Wansbeck District Council
Wansbeck District Council and bit of one of my unbelievable experiences as a Wansbeck District Council, Councillor.
Having begun to be involved in local politics on my return to Newbiggin by the Sea in the late 1970’s I soon found myself campaigning on several fronts. The politics of the Wansbeck area governed by Wansbeck District Council can only be described as bizarre.
One campaign resulted from the pleas for help from residents living on a relatively new council housing estate in Ashington known as Woodbridge. I was approached by a group of tenants who wanted the Council to address the problems they lived with.
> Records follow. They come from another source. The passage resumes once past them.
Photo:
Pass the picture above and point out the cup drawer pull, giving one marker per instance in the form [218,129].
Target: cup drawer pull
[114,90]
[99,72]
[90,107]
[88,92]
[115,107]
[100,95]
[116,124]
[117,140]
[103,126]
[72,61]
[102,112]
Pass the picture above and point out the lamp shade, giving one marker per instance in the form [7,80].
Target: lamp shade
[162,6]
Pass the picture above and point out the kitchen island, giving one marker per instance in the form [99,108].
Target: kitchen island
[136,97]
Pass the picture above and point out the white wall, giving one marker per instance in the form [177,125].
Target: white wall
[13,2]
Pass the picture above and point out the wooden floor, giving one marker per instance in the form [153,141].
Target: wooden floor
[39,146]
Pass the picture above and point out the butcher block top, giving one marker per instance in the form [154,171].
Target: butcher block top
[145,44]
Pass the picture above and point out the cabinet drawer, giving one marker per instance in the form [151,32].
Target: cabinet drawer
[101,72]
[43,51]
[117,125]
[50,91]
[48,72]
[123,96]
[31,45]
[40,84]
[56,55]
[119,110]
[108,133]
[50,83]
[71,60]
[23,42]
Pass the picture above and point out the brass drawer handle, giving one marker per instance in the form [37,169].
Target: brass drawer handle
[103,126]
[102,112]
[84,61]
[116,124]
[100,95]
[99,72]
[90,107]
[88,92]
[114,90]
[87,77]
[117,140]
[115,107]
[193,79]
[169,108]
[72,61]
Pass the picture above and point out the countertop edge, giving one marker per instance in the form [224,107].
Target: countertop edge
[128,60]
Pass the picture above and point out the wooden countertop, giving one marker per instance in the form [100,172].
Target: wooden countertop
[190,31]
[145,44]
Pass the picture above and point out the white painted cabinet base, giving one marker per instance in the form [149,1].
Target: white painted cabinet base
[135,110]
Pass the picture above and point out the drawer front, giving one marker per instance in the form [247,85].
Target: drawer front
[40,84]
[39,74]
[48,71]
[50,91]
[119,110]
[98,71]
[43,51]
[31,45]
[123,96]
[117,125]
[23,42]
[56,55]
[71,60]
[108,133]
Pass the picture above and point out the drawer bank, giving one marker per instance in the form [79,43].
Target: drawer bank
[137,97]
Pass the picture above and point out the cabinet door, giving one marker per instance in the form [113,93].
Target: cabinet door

I quickly became immersed in the problems associated with the awful problems experienced by the tenants of Wansbeck District Council who lived on the Woodbridge estate.
My enquiries showed that the houses built on Woodbridge had cost much more than the houses built by a leading house building company called Willian Leech who were selling houses on a nearby housing estate that were far superior. As my enquiries continued, I began to receive telephone calls at my home from the Wansbeck District Council’s Chief Executive. He wanted to meet with me to discuss my activities. I refused, stating that if he wanted to address the identified problems then the tenants would be pleased. I was very wary about meeting him because when he phoned he was polite with a tinge of menace. He knew that I was concerned about the financial circumstances of the contracts surrounding the construction of the hundreds of homes built by the contractor.
The telephone calls ended when Mr Nuttall called at 11 o clock at night demanding that I cease to represent the tenants. When I refused, he said ‘do you know I am a solicitor’. I replied by saying ‘Mr Nuttall, I do not care if you are the Attorney General, you would not be phoning me if there wasn’t a problem’.
Shortly after that I received a phone call from a Woodbridge tenant saying, ‘Mr Thompson the fireplace is gannin up the wairl’ (going up the wall). I thought the man was possibly drunk or deranged or perhaps it was a trap, so I ignored it. Then a second call came from a lady who, was my main contact saying, that I should go and see the house in question. When I got to the house the man said: ‘the kitchen cupboards are gannin up the wairl an airl’. I could hardly believe what I was seeing because I was witnessing a sink hole in the living room, the concrete floor had dropped some three feet leaving the fireplace suspended on the wall. I was then taken to the kitchen where the floor units were several inches clear of the floor.
Other tenants had similar problems and it became clear the foundations were inadequate???
Within a few years most of the Council houses on Woodbridge were demolished and eventually the land was sold to a developer who built private housing to a suitable standard.
The deal and financial arrangements surrounding the Woodbridge housing estate was never properly investigated. My own investigations suggested that the average cost of each of the Woodbridge properties was over £13,000.00 at a time when a new property on a nearby Leech homes estate were for sale at about half that price???
In 1978 a bye election was called for the Bothal Ward in Ashington that was thought to be a Labour stronghold.
The same Chief Executive was the Returning Officer who presided over the election. The count was held in the Bothal School. Our candidate was George Robson who was well known and a hardworking volunteer who won in a landslide. The Labour Councillors and supporters numbering about 40 people were enraged and so they stood in one corner of the room where the count took place and sang ‘The Red Flag’.
During the Count the rules affecting election count procedures and laws were ignored.
It was a frightening experience and the Liberal supporters were escorted out of the building under police protection.